Hey! These docs are for version 6.3, which is no longer officially supported. Click here for the latest version, 6.7!

## Overview

This pages lists important concepts and idea you should understand to make full use of Opsview

## Hosts and Services

A service is something that is important to you, that you want to know the status of. Services can be "active" (checked on a regular basis) or "passive" (waits to be given data). This document will focus only on "Active" Service Checks.

All Services (also called a _Check _or a _Service Check_) have a status, one line of output and (optionally) some performance data.

Hosts are a logical grouping for a set of services (normally associated with a single device on a network). Services have to be associated with a host - they cannot exist without a host.

Services are regularly checked based upon their check interval. Each Service is checked independently of other Services and all have their own timing schedules.

Hosts are also checked. This can be on a regular basis (if its host check interval is defined). The Host will also be checked “on-demand” by the monitoring engine whenever a Service has changed state.

**Note**: Hosts without any services will **not **be shown in the monitoring status pages.

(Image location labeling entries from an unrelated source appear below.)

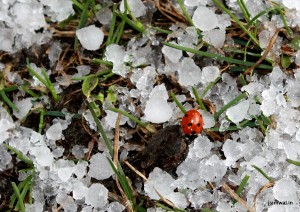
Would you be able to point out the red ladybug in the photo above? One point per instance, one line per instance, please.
(192, 123)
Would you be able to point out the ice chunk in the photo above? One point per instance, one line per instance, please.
(5, 158)
(264, 38)
(5, 125)
(97, 195)
(115, 207)
(23, 106)
(253, 88)
(213, 169)
(189, 73)
(100, 168)
(147, 79)
(7, 39)
(193, 3)
(55, 132)
(178, 199)
(204, 19)
(65, 173)
(116, 54)
(83, 70)
(232, 151)
(268, 105)
(80, 191)
(54, 53)
(80, 169)
(157, 108)
(159, 181)
(294, 94)
(29, 15)
(22, 144)
(215, 37)
(200, 148)
(276, 76)
(172, 54)
(104, 15)
(238, 112)
(200, 197)
(79, 151)
(136, 7)
(90, 37)
(210, 73)
(111, 118)
(58, 10)
(66, 201)
(208, 119)
(286, 190)
(297, 58)
(42, 155)
(291, 4)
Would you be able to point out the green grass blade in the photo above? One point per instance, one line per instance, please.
(20, 200)
(137, 26)
(77, 4)
(199, 100)
(230, 104)
(185, 12)
(217, 56)
(241, 186)
(7, 100)
(123, 181)
(244, 10)
(101, 130)
(183, 110)
(49, 85)
(263, 173)
(46, 81)
(210, 85)
(82, 21)
(112, 26)
(41, 123)
(116, 110)
(19, 155)
(222, 7)
(160, 30)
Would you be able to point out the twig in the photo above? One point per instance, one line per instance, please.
(116, 161)
(266, 186)
(116, 140)
(136, 171)
(237, 198)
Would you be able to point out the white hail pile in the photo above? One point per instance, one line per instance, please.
(22, 24)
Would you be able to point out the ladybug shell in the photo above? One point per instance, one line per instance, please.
(192, 123)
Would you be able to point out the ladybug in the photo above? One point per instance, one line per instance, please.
(192, 123)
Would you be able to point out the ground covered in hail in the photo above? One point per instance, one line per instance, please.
(93, 94)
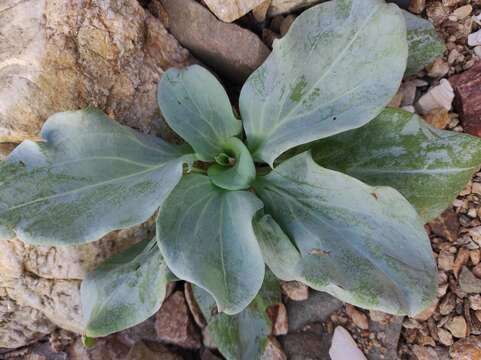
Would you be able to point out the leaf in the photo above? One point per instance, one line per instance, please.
(125, 290)
(365, 245)
(241, 175)
(338, 66)
(205, 234)
(89, 177)
(423, 41)
(242, 336)
(398, 149)
(196, 106)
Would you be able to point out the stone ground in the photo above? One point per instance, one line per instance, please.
(449, 329)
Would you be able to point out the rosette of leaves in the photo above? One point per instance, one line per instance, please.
(344, 215)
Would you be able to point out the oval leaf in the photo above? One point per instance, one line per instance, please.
(243, 336)
(365, 245)
(423, 41)
(239, 176)
(338, 66)
(196, 106)
(398, 149)
(125, 290)
(205, 234)
(89, 177)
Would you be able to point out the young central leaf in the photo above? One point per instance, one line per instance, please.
(338, 66)
(205, 234)
(241, 175)
(365, 245)
(196, 106)
(91, 176)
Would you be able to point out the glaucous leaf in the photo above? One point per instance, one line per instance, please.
(338, 66)
(398, 149)
(365, 245)
(196, 106)
(241, 174)
(125, 290)
(206, 236)
(423, 41)
(89, 177)
(242, 336)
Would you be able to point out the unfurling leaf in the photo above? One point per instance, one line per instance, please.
(424, 43)
(205, 234)
(89, 177)
(365, 245)
(242, 336)
(196, 106)
(398, 149)
(125, 290)
(338, 66)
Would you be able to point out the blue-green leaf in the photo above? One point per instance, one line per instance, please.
(196, 106)
(338, 66)
(365, 245)
(242, 336)
(241, 174)
(427, 165)
(125, 290)
(205, 234)
(89, 177)
(425, 45)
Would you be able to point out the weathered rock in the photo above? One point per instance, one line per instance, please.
(230, 10)
(174, 324)
(316, 308)
(230, 50)
(467, 87)
(64, 55)
(468, 282)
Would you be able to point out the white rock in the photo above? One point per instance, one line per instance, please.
(344, 347)
(440, 96)
(474, 39)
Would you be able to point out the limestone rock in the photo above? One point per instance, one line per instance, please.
(65, 55)
(230, 10)
(232, 51)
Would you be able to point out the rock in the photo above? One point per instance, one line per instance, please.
(295, 290)
(439, 118)
(230, 50)
(457, 326)
(467, 87)
(358, 318)
(466, 349)
(273, 350)
(151, 351)
(278, 315)
(174, 324)
(440, 96)
(230, 10)
(344, 347)
(468, 282)
(474, 39)
(58, 56)
(279, 7)
(318, 307)
(446, 225)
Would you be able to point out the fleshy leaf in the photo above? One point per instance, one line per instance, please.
(89, 177)
(338, 66)
(423, 41)
(196, 106)
(398, 149)
(206, 236)
(242, 336)
(365, 245)
(125, 290)
(239, 176)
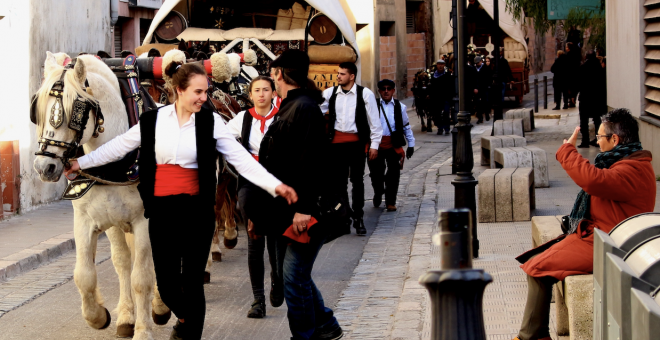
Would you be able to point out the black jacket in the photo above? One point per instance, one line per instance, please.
(293, 148)
(483, 78)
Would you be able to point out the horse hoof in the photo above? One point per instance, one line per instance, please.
(217, 256)
(125, 331)
(161, 319)
(230, 244)
(108, 319)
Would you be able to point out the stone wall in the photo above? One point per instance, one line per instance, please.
(416, 58)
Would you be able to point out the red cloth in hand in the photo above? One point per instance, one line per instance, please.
(304, 236)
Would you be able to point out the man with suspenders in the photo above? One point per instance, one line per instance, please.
(396, 133)
(354, 130)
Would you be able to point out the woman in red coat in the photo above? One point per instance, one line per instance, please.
(620, 184)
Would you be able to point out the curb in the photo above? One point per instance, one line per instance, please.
(32, 258)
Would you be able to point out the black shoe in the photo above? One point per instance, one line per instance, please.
(258, 310)
(378, 199)
(358, 224)
(178, 331)
(333, 334)
(276, 291)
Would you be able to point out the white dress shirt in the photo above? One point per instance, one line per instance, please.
(235, 127)
(177, 145)
(389, 111)
(345, 109)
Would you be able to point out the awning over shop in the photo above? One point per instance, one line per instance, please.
(508, 24)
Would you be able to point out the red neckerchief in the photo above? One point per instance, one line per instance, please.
(263, 120)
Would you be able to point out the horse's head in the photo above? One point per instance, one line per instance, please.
(66, 115)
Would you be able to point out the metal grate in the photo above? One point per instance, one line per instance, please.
(652, 57)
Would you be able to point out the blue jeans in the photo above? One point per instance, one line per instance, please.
(307, 311)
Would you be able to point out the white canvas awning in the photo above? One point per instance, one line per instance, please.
(508, 24)
(331, 8)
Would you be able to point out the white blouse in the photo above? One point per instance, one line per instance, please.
(177, 145)
(235, 127)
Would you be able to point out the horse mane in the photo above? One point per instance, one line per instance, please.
(102, 81)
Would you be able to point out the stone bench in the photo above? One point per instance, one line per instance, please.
(506, 195)
(573, 296)
(509, 127)
(490, 143)
(527, 115)
(524, 157)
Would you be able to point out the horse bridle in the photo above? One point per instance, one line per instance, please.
(79, 118)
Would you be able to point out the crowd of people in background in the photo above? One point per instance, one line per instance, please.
(575, 80)
(434, 90)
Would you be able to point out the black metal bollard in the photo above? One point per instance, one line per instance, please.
(545, 92)
(456, 289)
(536, 94)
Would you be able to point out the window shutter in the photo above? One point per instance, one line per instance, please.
(652, 57)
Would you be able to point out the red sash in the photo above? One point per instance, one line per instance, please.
(172, 179)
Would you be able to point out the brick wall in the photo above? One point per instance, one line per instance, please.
(388, 58)
(415, 58)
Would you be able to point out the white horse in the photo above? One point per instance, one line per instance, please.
(117, 210)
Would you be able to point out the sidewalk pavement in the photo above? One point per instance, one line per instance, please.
(384, 300)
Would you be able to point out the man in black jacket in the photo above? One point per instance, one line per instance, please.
(293, 149)
(483, 80)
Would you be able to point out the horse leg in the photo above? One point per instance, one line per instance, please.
(160, 313)
(143, 279)
(84, 274)
(121, 259)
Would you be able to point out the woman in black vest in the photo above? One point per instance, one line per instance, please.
(250, 126)
(179, 145)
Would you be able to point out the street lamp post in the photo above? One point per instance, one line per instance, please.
(456, 289)
(464, 183)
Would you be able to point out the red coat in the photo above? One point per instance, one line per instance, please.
(626, 189)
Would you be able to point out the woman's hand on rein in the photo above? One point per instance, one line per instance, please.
(287, 193)
(73, 169)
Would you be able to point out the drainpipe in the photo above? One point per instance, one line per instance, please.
(114, 12)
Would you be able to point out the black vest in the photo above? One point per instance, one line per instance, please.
(206, 157)
(361, 122)
(398, 139)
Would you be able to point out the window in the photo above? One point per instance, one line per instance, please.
(652, 57)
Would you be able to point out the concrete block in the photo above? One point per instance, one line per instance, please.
(503, 202)
(540, 161)
(486, 211)
(522, 193)
(505, 158)
(544, 229)
(578, 298)
(488, 145)
(517, 127)
(524, 157)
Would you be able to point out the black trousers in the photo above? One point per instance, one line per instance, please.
(181, 229)
(561, 91)
(536, 317)
(347, 161)
(385, 173)
(587, 112)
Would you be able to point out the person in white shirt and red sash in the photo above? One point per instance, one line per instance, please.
(250, 126)
(353, 128)
(178, 156)
(396, 132)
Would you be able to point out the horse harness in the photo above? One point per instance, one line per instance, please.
(79, 118)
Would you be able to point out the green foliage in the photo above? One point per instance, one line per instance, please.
(537, 9)
(592, 19)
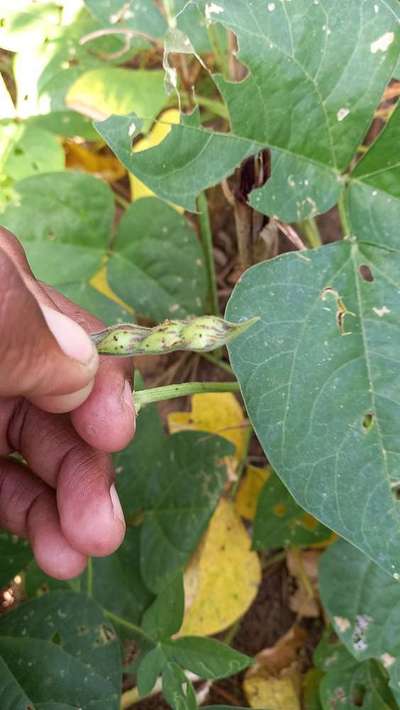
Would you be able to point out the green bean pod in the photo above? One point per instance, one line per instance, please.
(198, 334)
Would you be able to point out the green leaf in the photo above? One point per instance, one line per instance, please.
(164, 617)
(177, 689)
(64, 123)
(157, 264)
(206, 657)
(302, 63)
(15, 555)
(363, 685)
(174, 483)
(326, 411)
(37, 582)
(60, 649)
(27, 150)
(373, 197)
(183, 164)
(45, 68)
(331, 653)
(330, 89)
(326, 353)
(150, 668)
(362, 601)
(116, 582)
(139, 15)
(111, 90)
(280, 522)
(66, 241)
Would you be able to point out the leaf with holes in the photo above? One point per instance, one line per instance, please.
(319, 372)
(364, 605)
(136, 15)
(67, 240)
(157, 264)
(26, 150)
(59, 649)
(312, 121)
(183, 164)
(174, 484)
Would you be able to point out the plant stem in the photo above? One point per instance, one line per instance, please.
(343, 216)
(136, 631)
(207, 242)
(121, 201)
(89, 578)
(216, 107)
(242, 463)
(217, 362)
(159, 394)
(129, 697)
(220, 55)
(311, 232)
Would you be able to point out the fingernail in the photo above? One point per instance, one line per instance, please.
(58, 404)
(127, 395)
(72, 339)
(117, 508)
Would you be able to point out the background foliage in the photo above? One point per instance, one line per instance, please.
(115, 118)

See more details within the [Hosts, Host Groups and Host Check Commands](🔗) section.

## States

Services have one of 4 possible States:

  • OK - Everything is fine

  • CRITICAL - Something is wrong

  • WARNING - Something may be wrong

  • UNKNOWN - There is some internal error with the check such as incorrect parameters, or there is a dependency failure

The last 3 states are collectively called _Problem States_.

Hosts have one of 3 possible States:

  • UP - Host is okay

  • DOWN - Host has a problem

  • UNREACHABLE - All parents of this host are in a failure state. This is a calculated state based on the parent/child relationship dependency of a Host

If a Host is DOWN, then the Services on the Host will be marked as CRITICAL with the summary text of "Dependency failure: Host X is DOWN". Service will no longer be executed until the Host has returned to an UP state.

If a Host is UNREACHABLE, then it will be marked with the summary text of "Dependency failure: Host X is DOWN". The Host will not be checked again until at least one of its parents is UP. All Services on the Host will not be checked until the Host returns to an UP state.

## Plugins

All active checks use a plugin. This plugin will have the actual logic to know how to check something to determine its Status. For example, a plugin will know how to communicate with a DNS server, or how to interrogate for free filesystem space, or how to get a web page.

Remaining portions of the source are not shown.